EarnHFT: Efficient Hierarchical Reinforcement Learning for High Frequency Trading

Molei Qin,Shuo Sun,Wentao Zhang,Haochong Xia,Xinrun Wang,Bo An
2023-09-22
Abstract:High-frequency trading (HFT) uses computer algorithms to make trading decisions in short time scales (e.g., second-level), which is widely used in the Cryptocurrency (Crypto) market (e.g., Bitcoin). Reinforcement learning (RL) in financial research has shown stellar performance on many quantitative trading tasks. However, most methods focus on low-frequency trading, e.g., day-level, which cannot be directly applied to HFT because of two challenges. First, RL for HFT involves dealing with extremely long trajectories (e.g., 2.4 million steps per month), which is hard to optimize and evaluate. Second, the dramatic price fluctuations and market trend changes of Crypto make existing algorithms fail to maintain satisfactory performance. To tackle these challenges, we propose an Efficient hieArchical Reinforcement learNing method for High Frequency Trading (EarnHFT), a novel three-stage hierarchical RL framework for HFT. In stage I, we compute a Q-teacher, i.e., the optimal action value based on dynamic programming, for enhancing the performance and training efficiency of second-level RL agents. In stage II, we construct a pool of diverse RL agents for different market trends, distinguished by return rates, where hundreds of RL agents are trained with different preferences of return rates and only a tiny fraction of them will be selected into the pool based on their profitability. In stage III, we train a minute-level router which dynamically picks a second-level agent from the pool to achieve stable performance across different markets. Through extensive experiments in various market trends on Crypto markets in a high-fidelity simulation trading environment, we demonstrate that EarnHFT significantly outperforms 6 state-of-art baselines in 6 popular financial criteria, exceeding the runner-up by 30% in profitability.
Trading and Market Microstructure
What problem does this paper attempt to address?
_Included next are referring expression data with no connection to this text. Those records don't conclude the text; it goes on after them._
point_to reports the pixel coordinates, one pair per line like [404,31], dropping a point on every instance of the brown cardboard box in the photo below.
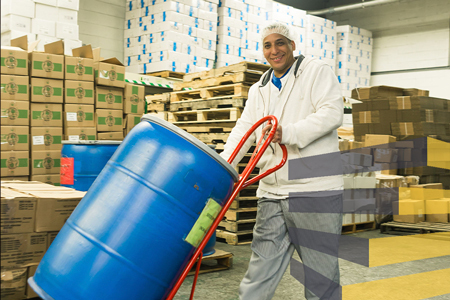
[18,212]
[48,64]
[30,293]
[437,210]
[409,211]
[382,91]
[130,121]
[15,88]
[14,138]
[51,237]
[109,98]
[75,134]
[381,141]
[45,162]
[109,120]
[80,92]
[53,179]
[14,283]
[134,102]
[15,112]
[76,115]
[14,59]
[81,65]
[46,138]
[111,136]
[47,90]
[22,249]
[54,208]
[46,115]
[15,163]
The paper primarily proposes a new solution for high-frequency trading (HFT) in the cryptocurrency market. Specifically, it attempts to address the following two main issues: 1. **Low data efficiency due to extremely long time spans**: In HFT, decisions need to be made every second, resulting in a very long time span (e.g., approximately 2.4 million steps per month). This leads to low data efficiency in reinforcement learning (RL) training, requiring more data to converge, thereby increasing the demand for computational resources. 2. **Strategy performance degradation due to drastic market changes**: The cryptocurrency market is highly volatile, with frequent changes in market trends. In such cases, agents trained on historical data often fail to maintain good trading performance when faced with significant market trend changes. To address these challenges, the paper proposes a new framework called EarnHFT (Efficient Hierarchical Reinforcement Learning method for High-Frequency Trading). This framework consists of three stages: - **Stage I**: By constructing a Q-teacher (i.e., the optimal action value calculated based on dynamic programming) to assist in training the second-level RL agent, thereby improving its performance and training efficiency. - **Stage II**: In this stage, the authors trained a large number of second-level RL agents with different market trend preferences and selected a small subset of the best-performing agents to form a strategy pool. - **Stage III**: A minute-level router was trained, which can dynamically select second-level agents from the strategy pool to achieve stable performance under different market conditions. Through extensive experimental validation, EarnHFT performed excellently under different market trends, significantly outperforming six state-of-the-art baseline methods, achieving at least a 30% improvement in profitability across six popular financial metrics.